As we walked away from the conversation, my daughter talked about how she would like to do the same type of exchange program for her senior year of high school. My response to her was “what can we do to make that happen?” The process began for my daughter with researching how to make a high school exchange a reality for her senior year.
Many other countries have exchange students attending local public high schools in the United States. In fact, our local school usually has one or two students every year. However, it’s more uncommon for a student from the United States to attend high school in another country during the school year.
As an advocate for my daughter, I guided her through the process of becoming a high school exchange student. Our first stop was to talk to my friend about her daughter’s high school exchange experience. We discovered many pros and cons of going out of the country during the senior year of high school.
My daughter’s next stop was the high school guidance counselor to see how she could meet graduation requirements while doing an exchange for six months. Academically, she only had 2 required classes and 2 electives needed to graduate. She created a plan with the guidance counselor as to how to meet those requirements and still go on the exchange.
Next was selecting the exchange program. She looked at websites, requested information and made calls to several programs before selecting the program that best fit her. My husband and I had agreed that a semester program would be the best fit since a semester would still allow our daughter to graduate from high school on time.

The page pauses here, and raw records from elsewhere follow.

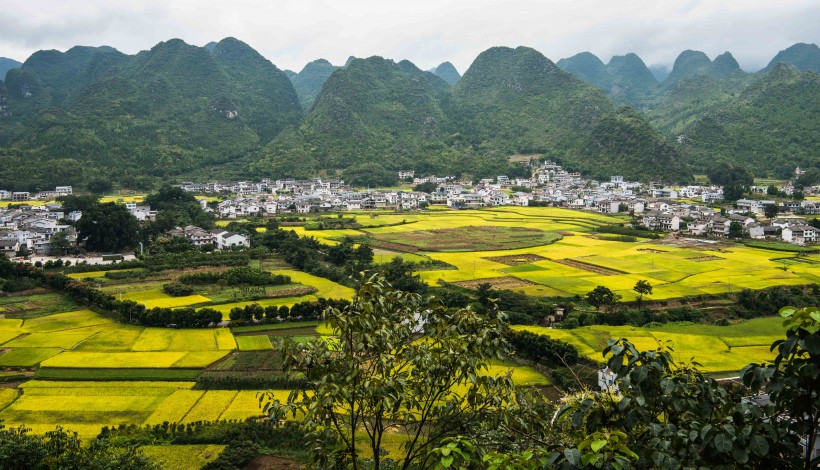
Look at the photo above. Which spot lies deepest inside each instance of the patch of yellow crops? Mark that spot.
(716, 348)
(253, 343)
(7, 396)
(108, 385)
(174, 408)
(135, 360)
(210, 406)
(174, 302)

Negotiations with our daughter as to what we would pay for the exchange and what she needed to pay for the experience. This was a process much like many political proceedings and agreements. The agreement was reinforced several times when one unnamed party was not holding up her part of the agreement. “Feet were held to the fire” as the agreement and the plan were put in place to reach the monetary goal she needed for the exchange.
I find it hard to believe that in little over one month my daughter will be on a plane to Denmark to live with another family for the next six months. I know she will leave as one person and come home forever changed through the experience.
Many believe that learning can only happen through a prescribed process; however, I disagree. My daughter has already learned many skills through the planning process for her exchange. Learning can come in many forms. Widen your definition of learning and you might just be surprised where learning can occur.